Forest Rights Act (FRA) came into existence in 2006 as a response of Indian Government to the growing Adivasi’s struggles. The act was launched with an intention to rectify the historical injustice brought on the indigenous communities of India.
“Forest Rights Act, 2006 is an act to recognize and vest the forest rights and occupations in forest land in forest dwelling Scheduled Tribes and other traditional forest dwellers who have been residing in such forests for generations. It secures individual or community tenure or both to these traditional forest dwellers for habitation or self – cultivation for livelihood. Community rights, such as nistar…….(Continues).
- Right of ownership, access to collect, use, and dispose of minor forest produce (includes all non-timber forest produce of plant origin) which has been traditionally collected within or outside village boundaries;
- Other community rights of uses of entitlements such as fish and other products of water bodies, grazing (both settled or transhumant) and traditional seasonal resource access of nomadic or pastoralist communities;
- Right to protect, regenerate or conserve or manage any community forest resource which they have been traditionally protecting and conserving for sustainable use.
Ownership – to land that is being framed by tribals or forest dwellers as on 13 December 2005, subject to a maximum of 4 hectares; ownership is only for land that is actually being cultivated by the concerned family as on that date.
FRA also allows for the following facilities managed by the government which involve namely: schools, dispensary, anganwadi, fair price shops., etc”
Extracts from The Gazette of India,
The Scheduled Tribes and Other Traditional Forest Dwellers
(Recognition of Forest Rights) Act, 2006
DBSS Chotangapur during the course of its intervention with the tribal communities in facilitating the implementation of FRA, observed that only a handful of tribal villages in Jharkhand have been benefited from FRA, while thousands of villages have still been deprived. Several petitions are filed; various presentations and meetings are organized to facilitate community rights/ entitlements to the villagers and as a result villagers receive only a small amount of land which is very low against their entitlement.

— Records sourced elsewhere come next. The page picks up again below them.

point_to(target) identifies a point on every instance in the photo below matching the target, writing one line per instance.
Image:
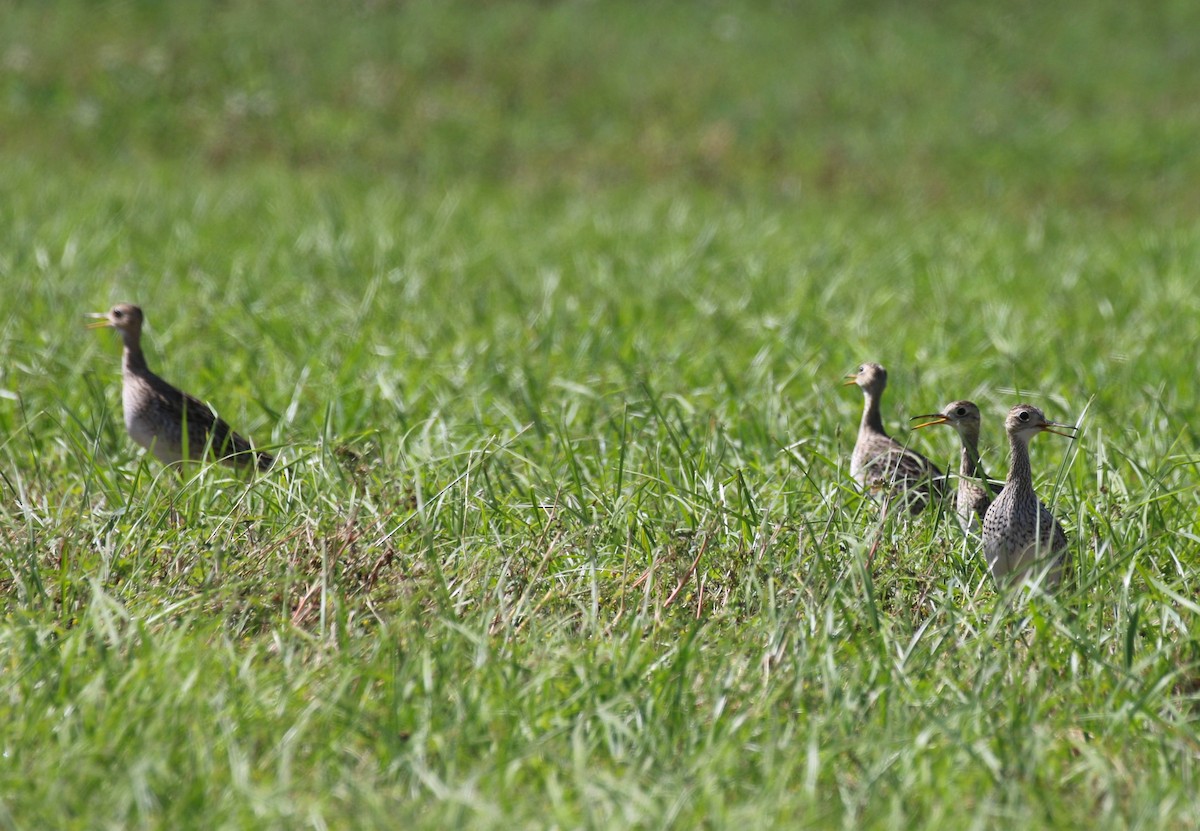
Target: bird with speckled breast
(879, 462)
(1019, 533)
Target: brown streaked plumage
(1019, 532)
(880, 462)
(976, 490)
(157, 414)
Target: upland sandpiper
(976, 490)
(1019, 532)
(157, 416)
(882, 465)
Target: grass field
(546, 309)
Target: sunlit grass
(562, 531)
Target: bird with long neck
(166, 420)
(879, 462)
(1019, 533)
(975, 490)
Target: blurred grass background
(1075, 106)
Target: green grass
(545, 308)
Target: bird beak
(937, 418)
(1049, 426)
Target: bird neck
(1020, 476)
(871, 419)
(132, 360)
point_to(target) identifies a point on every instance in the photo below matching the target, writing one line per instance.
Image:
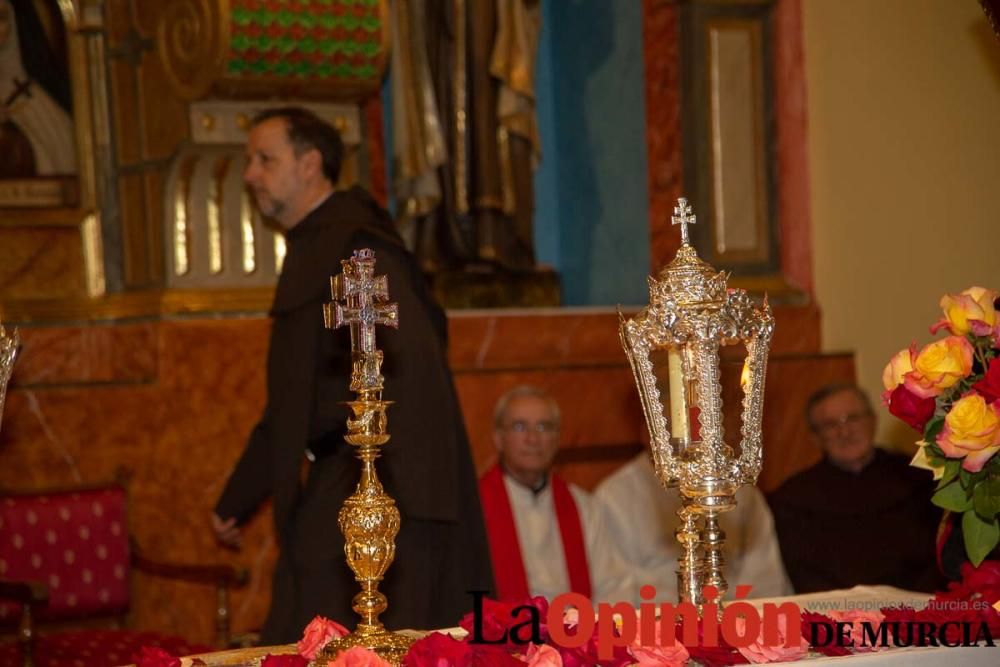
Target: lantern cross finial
(683, 216)
(365, 301)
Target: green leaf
(951, 468)
(952, 497)
(986, 498)
(981, 537)
(965, 477)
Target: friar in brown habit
(293, 159)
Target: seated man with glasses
(862, 515)
(547, 537)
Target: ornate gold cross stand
(369, 519)
(9, 345)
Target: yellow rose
(897, 368)
(939, 365)
(972, 310)
(971, 429)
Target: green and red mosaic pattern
(307, 39)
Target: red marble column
(664, 135)
(663, 125)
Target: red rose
(909, 407)
(587, 655)
(498, 617)
(989, 386)
(152, 656)
(437, 650)
(484, 655)
(287, 660)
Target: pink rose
(318, 634)
(909, 407)
(972, 311)
(658, 655)
(359, 656)
(543, 656)
(897, 368)
(858, 618)
(287, 660)
(437, 650)
(152, 656)
(971, 430)
(759, 652)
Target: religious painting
(37, 137)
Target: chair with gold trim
(66, 562)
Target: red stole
(505, 549)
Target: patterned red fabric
(75, 542)
(95, 648)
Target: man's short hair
(524, 391)
(306, 131)
(826, 391)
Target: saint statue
(465, 138)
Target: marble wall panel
(173, 402)
(120, 353)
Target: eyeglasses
(541, 428)
(832, 426)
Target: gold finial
(365, 297)
(683, 216)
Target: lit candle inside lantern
(679, 425)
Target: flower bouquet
(949, 391)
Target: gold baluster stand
(9, 346)
(369, 519)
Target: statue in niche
(36, 129)
(465, 138)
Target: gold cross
(365, 298)
(683, 216)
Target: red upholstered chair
(66, 557)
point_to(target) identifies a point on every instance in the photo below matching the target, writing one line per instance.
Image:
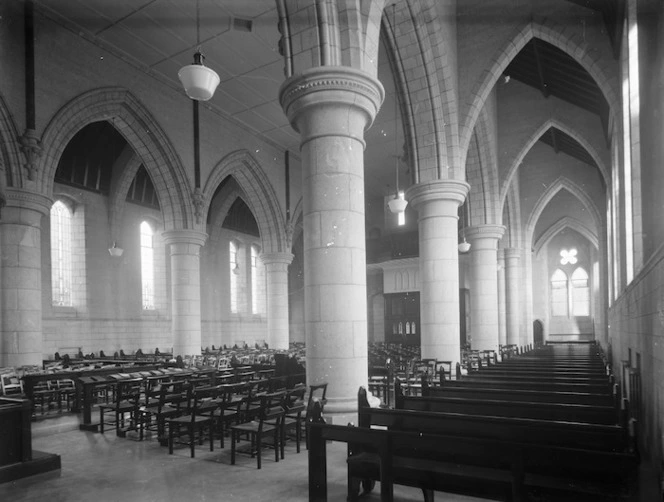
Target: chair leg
(232, 447)
(192, 439)
(259, 443)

CNI SBSS along with DBSS Chotanagpur facilitated a study on the benefits received by the tribal communities under FRA. Mr. Gladson Dungdung conducted a study with the objectives to do the reality check of FRA in realizing the individual rights and community rights; to engage effectively with the State government for better enforcement of the FRA 2006. On 15th March 2016, a one day consultation- ‘Chintan’ was organized where Mr. Dungdung shared the primary finding of the study. The consultation gave space for in-depth discussion regarding the issue and further course of action was planned.
The study, in the form of a book called ‘Adivasi and Vanadhikar’ was published by Prithvi Publishers, New Delhi. During the book launch, participants from different districts shared their experiences on the issue of forest rights. The book contains description of Tribals and forests; Socio-Economic conditions of tribals; Historical background of forest rights; correlation of Tribals, forests and the Constitution, Correlation of forests, Industrial development and the environment; Injustice and atrocities on tribals and counter movements, FRA status of Jharkhand, Case Stories and Study data etc. The author, Mr. Gladson Dungdung while presenting the finding of the study, shared that “It appears as if the state Government is deliberately failing the Act due to the mining interest. If the Act is enforced, the mining activities and mega steel projects will face crisis in land acquisition and mining lease clearances, the Government, therefore, doesn’t want to enforce the Act properly.”
The tribal communities are mobilized under the banner of Adivasi Samanvay Samiti (ASS) on this issue. The ASS is now in discussion with Jharkhand government to allocate land as per the provision of the FRA 2006. On 10th November 2016 the villagers from different blocks of Jharkhand have planned to return the pattas that they have received for lesser land against their entitlement to the Governor of Jharkhand. Tribal MPs and MLAs have also assured that they would take up the issue in the coming assembly session.